В конце декабря, когда мы разбираем итоги года, за который мы провели триста пятьдесят операций, мы насчитываем не больше семи-восьми оборвавшихся жизней. Большинство из них – это новорожденные с тяжелыми, трудно исправимыми патологиями, часто в сочетании с другими, не менее сложными пороками. Эти смерти вписываются во враждебный и мрачный контекст, когда шансов на выживание без операции также не существует. Наша ответственность в этих случаях зачастую очень мала. Ярость едва заметна.
Но затем все же неизменно возвращается тревожащая волна отчаяния: призраки двух, иногда трех детей, гибели которых можно было бы избежать. Они умерли от того, что наше решение или действие в чем-то дали осечку. Где в ответе не только судьба, но и мы. Эти смерти удручают нас и вновь вызывают сожаление своим шумом, а иногда бурную реакцию из-за ярости, которая разбушевалась слишком сильно.

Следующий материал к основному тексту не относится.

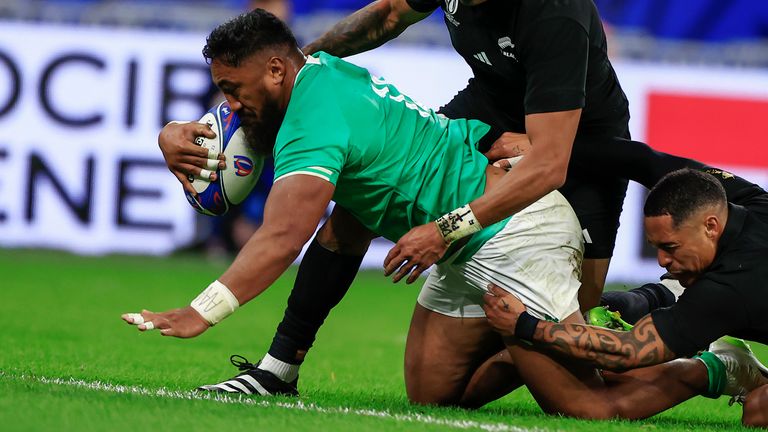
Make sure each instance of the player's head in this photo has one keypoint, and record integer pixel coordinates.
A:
(254, 59)
(685, 214)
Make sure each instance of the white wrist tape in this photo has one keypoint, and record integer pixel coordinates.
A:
(457, 224)
(215, 303)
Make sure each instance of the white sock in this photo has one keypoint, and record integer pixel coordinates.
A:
(285, 371)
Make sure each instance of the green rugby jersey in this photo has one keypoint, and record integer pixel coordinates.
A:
(395, 164)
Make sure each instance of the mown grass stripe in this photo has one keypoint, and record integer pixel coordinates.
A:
(267, 403)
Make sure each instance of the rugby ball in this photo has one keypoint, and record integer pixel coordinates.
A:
(241, 173)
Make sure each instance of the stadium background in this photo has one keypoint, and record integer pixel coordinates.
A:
(86, 85)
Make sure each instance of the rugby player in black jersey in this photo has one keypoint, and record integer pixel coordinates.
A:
(711, 232)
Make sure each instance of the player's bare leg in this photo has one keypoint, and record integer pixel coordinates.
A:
(593, 274)
(756, 408)
(442, 354)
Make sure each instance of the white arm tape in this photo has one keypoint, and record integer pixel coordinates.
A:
(215, 303)
(458, 223)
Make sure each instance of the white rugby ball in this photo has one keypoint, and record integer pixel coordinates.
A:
(243, 169)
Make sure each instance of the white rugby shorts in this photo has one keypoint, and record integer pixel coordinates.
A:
(536, 256)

Смерть, которая то и дело вмешивалась в мою работу, явила мне все свои обличья. От самого жестокого, когда она обрывала искрящуюся жизнь, до самого милосердного, когда уносила беспросветное существование. За исключением лишь одного! Лишь одного ее обличья, которое не вызывает протеста: обличья тихой смерти. Умиротворяющего обличья, которое она принимает, чтобы забрать жизнь, прожитую сполна. Жизнь, полную доверху, продлившуюся в прекрасном потомстве. Жизнь, которая устала, когда голова и тело пресытились, мечтают о покое и просят разрешения уйти.